Monday 7 December 2015

THE STAND NEWCASTLE- FRIDAY 4TH DECEMBER


Before
There are two acts in this section. I am the second act and the first act has done very well. I feel a flicker of apprehension. I really do wonder if I will be able to top that. I try to keep my mind blank before I go on. I just think about how I will walk on stage. I have scrawled the word “face” on my hand in biro. It is to remind myself to do something or not to do something with my face. 

During 
I walk on stage and the mere act of walking gets people laughing. I wish I can remember what it is that I am doing right? I pause looking at them, this just gets more laughter. It feels the perfect comedic moment unsullied by jokes. Any talking or material will just ruin the whole thing. Perhaps I should do this for twenty minutes? I think they are laughing at what they image I will say. And I don’t think anything I will actually say can ever be funnier than what they imagine I will say. It is going really well but I am already in a quandary. How do I start my act? I don’t think I have ever had this sensation on stage before. I am hemmed in by expectation. I have set up some character that is unfulfillable. I know I have to do some transition before I can start the material or it will jar. I soften the persona. I do something with my face, not sure what it is exactly, but it indicates to them a change in gear. It works. The material lands really well and the gig is already at maximum output. I can’t see how it is possible for it to go better from here? This is not an ideal situation because there is no room to build. At best it can only flatline from here on…or dip. 

I think the trick is to convince yourself it is never going as well as it actually is. That way I try harder. Fight for every bit of material, reach for every punchline, avoid cruising. It is human nature to ease off when it is going well and I have to over ride all of that instinct to conserve resources. That is how I can stop complacency creeping in. But it is impossible to not acknowledge it is going really well and I can feel myself taking my foot off the gas a bit. I am telling myself not to do it but it is happening. My inner animal is saying “what are you doing? This is going well enough, take it easy.” I am up against the limits of my will power. I am trying to over ride my sensory input, ego etc.  I wish I was a Kung-Fu expert. Then I could master myself.  The audience are such big laughters that it is also effecting my rhythm. I have to wait a bit to drop the next bit in and this expose the facade of it all. I am trying to give the illusion that this is all a musing but now it is revealed as a serious of set up and punchlines. 

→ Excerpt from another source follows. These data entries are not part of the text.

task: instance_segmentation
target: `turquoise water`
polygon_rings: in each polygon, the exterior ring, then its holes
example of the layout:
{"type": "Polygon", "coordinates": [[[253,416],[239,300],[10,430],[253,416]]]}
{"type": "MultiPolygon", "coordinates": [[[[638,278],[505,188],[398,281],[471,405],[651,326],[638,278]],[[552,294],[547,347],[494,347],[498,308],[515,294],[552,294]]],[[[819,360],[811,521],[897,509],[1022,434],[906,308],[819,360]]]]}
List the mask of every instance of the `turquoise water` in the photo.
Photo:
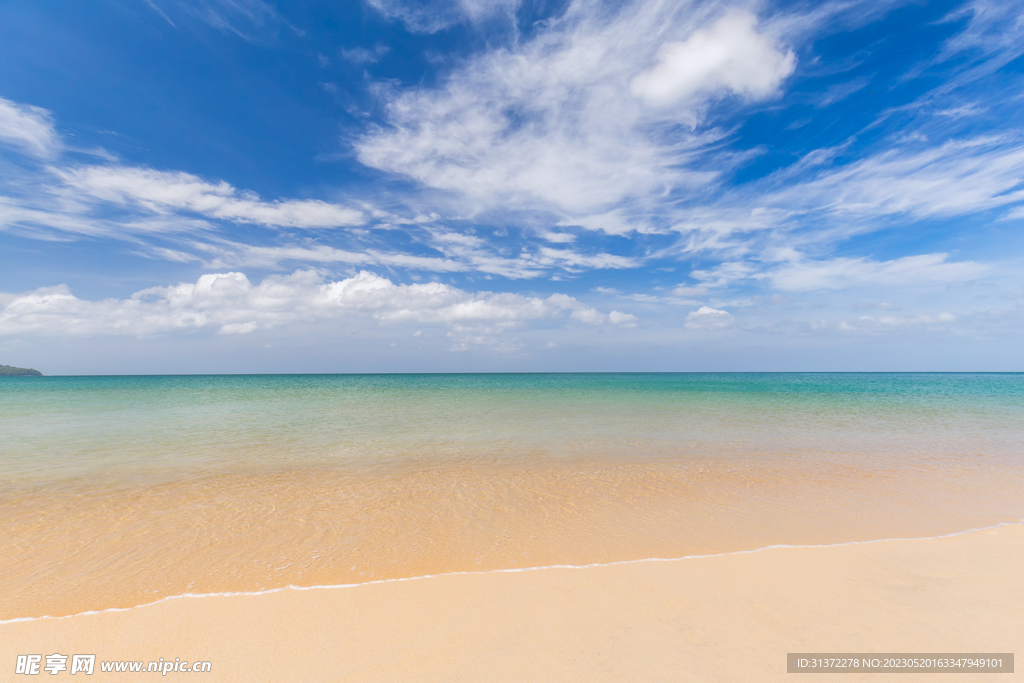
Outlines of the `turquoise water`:
{"type": "Polygon", "coordinates": [[[481,454],[1013,457],[1024,374],[5,378],[0,425],[9,483],[481,454]]]}

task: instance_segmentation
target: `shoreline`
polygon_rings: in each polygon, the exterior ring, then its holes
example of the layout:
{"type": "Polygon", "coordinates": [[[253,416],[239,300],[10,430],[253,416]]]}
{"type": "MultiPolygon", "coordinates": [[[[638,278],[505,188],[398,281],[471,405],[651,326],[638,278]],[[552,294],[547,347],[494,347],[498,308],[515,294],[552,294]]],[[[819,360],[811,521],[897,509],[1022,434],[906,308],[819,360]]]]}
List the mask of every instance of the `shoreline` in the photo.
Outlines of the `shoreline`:
{"type": "Polygon", "coordinates": [[[682,555],[680,557],[643,557],[631,560],[614,560],[610,562],[591,562],[589,564],[544,564],[538,566],[525,566],[525,567],[502,567],[494,569],[479,569],[479,570],[459,570],[459,571],[443,571],[439,573],[428,573],[415,575],[415,577],[396,577],[392,579],[375,579],[372,581],[358,582],[352,584],[318,584],[312,586],[279,586],[275,588],[268,588],[259,591],[221,591],[214,593],[181,593],[178,595],[168,595],[152,602],[143,602],[130,607],[105,607],[103,609],[87,609],[85,611],[76,612],[74,614],[42,614],[39,616],[15,616],[7,618],[7,620],[0,620],[0,627],[7,624],[18,624],[26,622],[41,622],[41,621],[55,621],[55,620],[69,620],[69,618],[75,618],[77,616],[90,616],[95,614],[105,614],[111,612],[125,612],[133,609],[139,609],[141,607],[148,607],[151,605],[160,604],[163,602],[170,602],[172,600],[184,600],[184,599],[201,599],[201,598],[219,598],[219,597],[240,597],[240,596],[260,596],[260,595],[271,595],[274,593],[283,593],[288,591],[319,591],[319,590],[340,590],[340,589],[354,589],[361,586],[376,586],[381,584],[394,584],[403,582],[423,581],[429,579],[439,579],[442,577],[477,577],[477,575],[487,575],[493,573],[519,573],[527,571],[541,571],[545,569],[591,569],[597,567],[611,567],[629,564],[644,564],[648,562],[683,562],[687,560],[701,560],[713,557],[729,557],[732,555],[750,555],[754,553],[761,553],[769,550],[781,550],[781,549],[815,549],[815,548],[843,548],[846,546],[861,546],[870,545],[877,543],[910,543],[919,541],[938,541],[941,539],[952,539],[961,536],[968,536],[971,533],[979,531],[990,531],[1005,526],[1024,526],[1024,519],[1007,522],[997,522],[988,526],[972,527],[962,531],[950,531],[949,533],[940,533],[937,536],[927,537],[894,537],[885,539],[871,539],[866,541],[842,541],[839,543],[825,543],[825,544],[786,544],[776,543],[769,546],[762,546],[759,548],[752,548],[750,550],[731,550],[721,553],[708,553],[708,554],[695,554],[695,555],[682,555]]]}
{"type": "Polygon", "coordinates": [[[791,543],[775,543],[772,545],[762,546],[759,548],[751,548],[749,550],[730,550],[727,552],[720,553],[708,553],[699,555],[683,555],[680,557],[645,557],[634,560],[615,560],[612,562],[592,562],[589,564],[550,564],[550,565],[538,565],[536,567],[505,567],[498,569],[481,569],[478,571],[451,571],[441,572],[438,574],[422,574],[418,576],[404,576],[386,579],[374,579],[371,581],[362,581],[358,583],[339,583],[339,584],[318,584],[311,586],[278,586],[275,588],[267,588],[264,590],[257,591],[221,591],[214,593],[181,593],[178,595],[168,595],[152,602],[144,602],[131,607],[107,607],[104,609],[96,610],[85,610],[83,612],[76,612],[75,614],[60,614],[50,615],[44,614],[35,617],[13,617],[11,619],[0,619],[0,627],[6,624],[15,624],[23,622],[35,622],[35,621],[52,621],[58,619],[74,619],[75,617],[93,616],[98,614],[108,614],[112,612],[130,612],[143,607],[149,607],[151,605],[158,605],[164,602],[170,602],[172,600],[185,600],[185,599],[201,599],[201,598],[219,598],[219,597],[240,597],[240,596],[260,596],[260,595],[271,595],[274,593],[282,593],[287,591],[316,591],[316,590],[334,590],[334,589],[345,589],[345,588],[359,588],[360,586],[372,586],[379,584],[389,583],[401,583],[406,581],[421,581],[426,579],[436,579],[446,576],[484,576],[489,574],[510,574],[510,573],[521,573],[521,572],[533,572],[542,571],[547,569],[593,569],[598,567],[616,567],[620,565],[632,565],[632,564],[645,564],[651,562],[684,562],[687,560],[702,560],[713,557],[729,557],[732,555],[750,555],[754,553],[761,553],[768,550],[781,550],[781,549],[813,549],[813,548],[841,548],[845,546],[855,545],[870,545],[874,543],[897,543],[897,542],[913,542],[913,541],[937,541],[944,538],[955,538],[957,536],[966,536],[973,533],[982,531],[994,531],[1003,527],[1010,526],[1024,526],[1024,519],[1020,519],[1013,522],[998,522],[990,526],[975,527],[965,529],[963,531],[953,531],[948,534],[939,534],[936,536],[912,536],[912,537],[893,537],[893,538],[878,538],[863,541],[841,541],[838,543],[818,543],[818,544],[791,544],[791,543]]]}
{"type": "Polygon", "coordinates": [[[0,624],[0,666],[45,650],[211,661],[205,678],[216,681],[781,681],[787,652],[1020,652],[1022,563],[1024,523],[1010,522],[934,538],[165,598],[0,624]]]}
{"type": "Polygon", "coordinates": [[[938,537],[1024,517],[1024,469],[997,465],[485,461],[30,492],[2,506],[0,621],[180,595],[938,537]]]}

The first ten minutes are at full tilt. Maximum energy. There is little room to go anywhere further. I have mined this approach for all it is worth. I could continue in this vein like a bloated lottery winner  coasting towards death. It is going too well and I am in danger of becoming unplugged from the gig and phoning it in while my mind thinks about something else. Christmas presents?  Charlie Brown and Snoopy? I have to make things more difficult for myself, take a gamble, put myself on the line. I switch into a newer bit of material about God being autistic. I am less familiar with this routine  material than my older stuff. This is a good call. I am less comfortable about it and I am taking a risk. It is forcing me to think each step through. The quality of the laughter seems to change as if it is more engaged with what I am saying whereas the earlier stuff felt more pavlovian response. To be honest it is not that much of a risk at all but it is all relative, compared to the start it is more off piste. 

I am now around the fifteen minute mark, I have to think about wrapping things up. I have a number of options to choose from. I decide to talk about “Having sex for the first time” I have done this routine many times and sometimes I use it to close but tonight it’s choice proves to be an error. It is usually a universal and accessible piece so I don’t know why they don’t go for this as much? There has been a lot of material about sex tonight. Indeed my routine has been sex heavy. Possibly the audience feel it is going over old ground? Maybe it doesn’t sit well with my other choice of material? Perhaps I mismanage the link into? Possibly it is some unrelated performance issue or maybe the audience are tiring now? This section has been going on for fifty minutes now. 
Whatever is the gig noticeably sags at this point. Noticeably to me. I don’t know that the audience notice at all? I am hyper-sensitive to these things. I am forced to switch tactically to something else to end on. It picks up the pace but perhaps I am now dining out on past glories. It works but gives the set an odd, deformed shape. The audience response is generous at the end but I feel strangely depressed. 

After 
I would be interested to know what a harsh audience would have made of this.